High-intnsity workouts got a boost back in December when the New York Times published a piece about them in its popular “Well” blog. The journalist, Gretchen Reynolds, examined a study suggesting that the amount of exercise needed to show increased health could be crammed into just 10 minutes. The story led to lots of lively discussion in the gym and got me thinking about our perceptions of movement. While Reynolds’ point was that lack of time should not be a deterrent to working out, I’m concerned about the physiological implications of this approach to movement.

Ten thousand years ago our ape ancestors sat around most of the time, walking a couple miles a day at most. But they spent the next 5,000 evolving into hunter-gatherers, becoming capable of ambling for several hours a day in a quest for nuts and berries, with occasional bursts of sprinting in pursuit of prey. To survive for long stretches without food—periods that also might have included traveling great distances searching for it—those proto-humans became incredible energy-conservation machines. As they evolved out of trees and into the savannah in search of food, their bodies traded the quick burn for the long haul.
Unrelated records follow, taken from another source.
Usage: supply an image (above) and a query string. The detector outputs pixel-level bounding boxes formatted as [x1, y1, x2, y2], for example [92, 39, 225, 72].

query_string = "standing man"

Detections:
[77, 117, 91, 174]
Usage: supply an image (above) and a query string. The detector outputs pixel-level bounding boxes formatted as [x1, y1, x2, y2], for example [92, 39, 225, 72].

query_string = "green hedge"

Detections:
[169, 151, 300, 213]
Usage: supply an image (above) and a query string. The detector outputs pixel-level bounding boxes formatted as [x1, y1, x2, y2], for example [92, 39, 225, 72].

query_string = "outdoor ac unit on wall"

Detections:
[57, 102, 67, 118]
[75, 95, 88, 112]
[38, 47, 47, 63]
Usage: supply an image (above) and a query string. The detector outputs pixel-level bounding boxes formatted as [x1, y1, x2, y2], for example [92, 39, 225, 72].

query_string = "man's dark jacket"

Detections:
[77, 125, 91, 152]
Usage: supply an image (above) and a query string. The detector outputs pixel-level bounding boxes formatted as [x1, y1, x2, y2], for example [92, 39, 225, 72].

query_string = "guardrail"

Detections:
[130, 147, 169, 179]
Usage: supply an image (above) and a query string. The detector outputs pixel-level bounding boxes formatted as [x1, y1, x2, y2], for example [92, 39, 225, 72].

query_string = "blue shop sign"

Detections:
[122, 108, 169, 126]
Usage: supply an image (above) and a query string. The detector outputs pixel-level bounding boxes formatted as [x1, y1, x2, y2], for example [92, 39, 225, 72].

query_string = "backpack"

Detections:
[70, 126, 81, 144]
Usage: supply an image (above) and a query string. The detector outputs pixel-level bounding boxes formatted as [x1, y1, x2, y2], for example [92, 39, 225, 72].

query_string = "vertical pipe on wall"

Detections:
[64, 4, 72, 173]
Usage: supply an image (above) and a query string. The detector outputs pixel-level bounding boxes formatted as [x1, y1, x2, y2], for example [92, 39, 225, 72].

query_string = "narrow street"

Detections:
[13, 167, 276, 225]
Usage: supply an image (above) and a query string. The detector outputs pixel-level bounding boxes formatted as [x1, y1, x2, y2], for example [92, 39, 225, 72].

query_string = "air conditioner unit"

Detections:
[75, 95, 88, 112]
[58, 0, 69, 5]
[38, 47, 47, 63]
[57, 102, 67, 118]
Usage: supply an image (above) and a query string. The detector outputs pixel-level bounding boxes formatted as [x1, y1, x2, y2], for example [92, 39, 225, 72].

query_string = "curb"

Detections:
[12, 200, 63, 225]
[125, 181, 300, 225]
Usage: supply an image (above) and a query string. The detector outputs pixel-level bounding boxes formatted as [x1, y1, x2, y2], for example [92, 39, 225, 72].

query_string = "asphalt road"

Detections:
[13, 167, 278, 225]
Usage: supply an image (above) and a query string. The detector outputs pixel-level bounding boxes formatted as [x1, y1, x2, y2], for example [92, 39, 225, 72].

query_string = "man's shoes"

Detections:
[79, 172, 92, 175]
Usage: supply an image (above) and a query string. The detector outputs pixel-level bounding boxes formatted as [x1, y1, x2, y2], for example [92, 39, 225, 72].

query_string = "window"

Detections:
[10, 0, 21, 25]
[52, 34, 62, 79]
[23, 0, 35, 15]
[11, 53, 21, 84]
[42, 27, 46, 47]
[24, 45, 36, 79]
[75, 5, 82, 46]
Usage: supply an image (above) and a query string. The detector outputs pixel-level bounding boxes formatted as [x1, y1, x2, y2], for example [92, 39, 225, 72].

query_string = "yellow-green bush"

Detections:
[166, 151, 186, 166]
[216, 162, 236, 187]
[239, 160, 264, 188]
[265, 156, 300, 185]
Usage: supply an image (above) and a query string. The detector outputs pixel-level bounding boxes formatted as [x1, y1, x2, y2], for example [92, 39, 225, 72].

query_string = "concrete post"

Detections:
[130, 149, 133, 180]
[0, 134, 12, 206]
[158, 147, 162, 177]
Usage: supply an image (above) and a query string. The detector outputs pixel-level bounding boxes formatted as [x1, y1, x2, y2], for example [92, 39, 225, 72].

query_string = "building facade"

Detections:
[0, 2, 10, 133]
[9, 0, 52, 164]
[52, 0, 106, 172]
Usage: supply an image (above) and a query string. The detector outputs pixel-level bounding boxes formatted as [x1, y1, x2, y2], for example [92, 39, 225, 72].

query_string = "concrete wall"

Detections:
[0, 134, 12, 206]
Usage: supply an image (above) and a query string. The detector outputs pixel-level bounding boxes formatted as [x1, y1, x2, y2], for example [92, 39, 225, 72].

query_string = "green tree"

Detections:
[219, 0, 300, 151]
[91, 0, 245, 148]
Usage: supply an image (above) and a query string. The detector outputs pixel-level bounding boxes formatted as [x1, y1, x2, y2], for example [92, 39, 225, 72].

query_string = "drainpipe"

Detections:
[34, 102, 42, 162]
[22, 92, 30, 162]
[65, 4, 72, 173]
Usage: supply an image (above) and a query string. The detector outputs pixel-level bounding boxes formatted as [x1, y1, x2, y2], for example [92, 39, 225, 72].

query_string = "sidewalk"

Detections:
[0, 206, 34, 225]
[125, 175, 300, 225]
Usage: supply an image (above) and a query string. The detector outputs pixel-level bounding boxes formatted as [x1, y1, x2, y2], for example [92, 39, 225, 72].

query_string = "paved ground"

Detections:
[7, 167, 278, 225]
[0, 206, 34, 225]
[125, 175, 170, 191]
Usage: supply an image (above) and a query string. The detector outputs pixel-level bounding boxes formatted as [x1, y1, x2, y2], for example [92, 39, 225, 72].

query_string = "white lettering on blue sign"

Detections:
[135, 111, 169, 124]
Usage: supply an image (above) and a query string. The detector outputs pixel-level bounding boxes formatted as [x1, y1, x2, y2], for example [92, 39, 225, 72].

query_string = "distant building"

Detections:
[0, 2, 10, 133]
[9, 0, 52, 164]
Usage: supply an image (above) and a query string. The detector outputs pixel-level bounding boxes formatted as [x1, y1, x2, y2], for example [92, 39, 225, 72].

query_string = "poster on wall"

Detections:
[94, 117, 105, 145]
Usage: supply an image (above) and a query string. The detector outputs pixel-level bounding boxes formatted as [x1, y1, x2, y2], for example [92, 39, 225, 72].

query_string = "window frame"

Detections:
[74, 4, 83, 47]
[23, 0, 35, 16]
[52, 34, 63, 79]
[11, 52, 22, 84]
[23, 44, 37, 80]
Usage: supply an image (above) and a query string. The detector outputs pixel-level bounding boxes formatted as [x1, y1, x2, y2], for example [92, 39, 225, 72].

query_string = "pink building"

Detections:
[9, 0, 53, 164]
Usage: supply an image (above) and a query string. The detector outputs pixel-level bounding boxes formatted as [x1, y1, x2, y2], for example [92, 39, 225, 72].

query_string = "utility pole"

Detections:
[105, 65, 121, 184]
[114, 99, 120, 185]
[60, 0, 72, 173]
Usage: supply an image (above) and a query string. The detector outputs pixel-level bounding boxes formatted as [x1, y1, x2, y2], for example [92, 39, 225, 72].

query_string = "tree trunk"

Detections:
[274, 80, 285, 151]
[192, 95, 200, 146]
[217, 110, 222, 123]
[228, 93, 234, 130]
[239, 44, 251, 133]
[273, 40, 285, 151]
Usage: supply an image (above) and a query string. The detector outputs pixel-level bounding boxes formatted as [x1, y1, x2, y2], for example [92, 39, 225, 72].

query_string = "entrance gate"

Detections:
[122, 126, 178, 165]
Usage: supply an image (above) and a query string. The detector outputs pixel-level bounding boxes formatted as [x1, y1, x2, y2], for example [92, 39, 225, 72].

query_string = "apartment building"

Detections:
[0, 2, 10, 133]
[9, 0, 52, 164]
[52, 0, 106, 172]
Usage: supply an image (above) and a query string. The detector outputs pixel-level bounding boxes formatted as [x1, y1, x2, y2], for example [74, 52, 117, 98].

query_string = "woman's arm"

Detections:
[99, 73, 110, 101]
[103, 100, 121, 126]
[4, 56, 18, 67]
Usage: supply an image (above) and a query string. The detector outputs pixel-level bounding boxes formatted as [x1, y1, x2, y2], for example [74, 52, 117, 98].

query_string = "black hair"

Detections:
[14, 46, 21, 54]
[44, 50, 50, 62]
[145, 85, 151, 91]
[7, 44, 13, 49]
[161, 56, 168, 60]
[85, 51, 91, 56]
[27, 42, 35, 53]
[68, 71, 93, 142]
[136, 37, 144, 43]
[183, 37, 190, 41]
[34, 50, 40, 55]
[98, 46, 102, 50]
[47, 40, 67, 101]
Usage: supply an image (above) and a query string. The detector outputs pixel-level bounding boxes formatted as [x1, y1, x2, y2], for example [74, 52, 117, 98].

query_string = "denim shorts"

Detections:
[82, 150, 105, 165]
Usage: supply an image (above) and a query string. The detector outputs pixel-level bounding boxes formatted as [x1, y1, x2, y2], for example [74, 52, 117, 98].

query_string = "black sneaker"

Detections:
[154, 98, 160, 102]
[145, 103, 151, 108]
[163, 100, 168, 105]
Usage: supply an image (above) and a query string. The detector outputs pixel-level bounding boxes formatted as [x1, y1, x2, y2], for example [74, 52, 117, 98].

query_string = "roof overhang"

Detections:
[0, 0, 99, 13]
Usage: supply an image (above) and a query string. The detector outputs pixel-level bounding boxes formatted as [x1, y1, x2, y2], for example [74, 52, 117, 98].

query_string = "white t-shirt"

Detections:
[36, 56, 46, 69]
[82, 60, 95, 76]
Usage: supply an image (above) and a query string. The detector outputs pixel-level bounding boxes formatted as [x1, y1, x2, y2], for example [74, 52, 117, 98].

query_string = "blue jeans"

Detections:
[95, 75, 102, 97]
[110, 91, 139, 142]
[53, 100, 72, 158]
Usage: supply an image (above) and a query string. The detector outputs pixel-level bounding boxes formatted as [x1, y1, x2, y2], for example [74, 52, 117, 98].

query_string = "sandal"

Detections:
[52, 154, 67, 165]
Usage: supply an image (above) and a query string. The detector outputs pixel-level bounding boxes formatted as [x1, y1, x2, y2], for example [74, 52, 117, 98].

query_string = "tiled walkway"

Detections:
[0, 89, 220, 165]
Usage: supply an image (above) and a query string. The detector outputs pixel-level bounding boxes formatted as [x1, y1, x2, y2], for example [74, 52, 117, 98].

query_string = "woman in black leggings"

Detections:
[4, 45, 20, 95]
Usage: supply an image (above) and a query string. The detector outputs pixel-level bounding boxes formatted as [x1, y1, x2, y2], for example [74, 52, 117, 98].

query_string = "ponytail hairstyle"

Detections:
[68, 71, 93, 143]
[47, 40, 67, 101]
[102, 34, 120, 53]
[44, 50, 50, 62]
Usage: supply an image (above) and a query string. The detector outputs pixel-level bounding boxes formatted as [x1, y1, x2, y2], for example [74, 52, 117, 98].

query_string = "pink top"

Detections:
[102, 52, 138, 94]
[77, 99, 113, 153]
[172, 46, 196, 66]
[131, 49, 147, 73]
Fast forward 5,000 more years, and today we find ourselves spending our days more like those apes from 10 millennia ago than our more recent hunter-gatherer predecessors. Instead of lounging in trees plucking fruit from nearby limbs, we lounge on our sofas munching on Hot Pockets and Doritos. This time, however, the shift happened in the blink of an eye in evolutionary terms, and we are clearly mal-adapted to our new environment.

Now place yourself in any gym in America, mal-adapted and more concerned about your creditworthiness than running down a rabbit on the Savannah (which you are wonderfully adapted to accomplish, by the way). You do what the majority of Americans do—you have a routine, you attend a spin class, lift a few weights, or do yoga, and then you shower up and head home or to work to sit the remainder of the day. But here’s the kicker: Your body is still wired to conserve energy in preparation for that long walk, run, and inevitable short sprint to chase down the rabbit—even if you never actually get around to that chase.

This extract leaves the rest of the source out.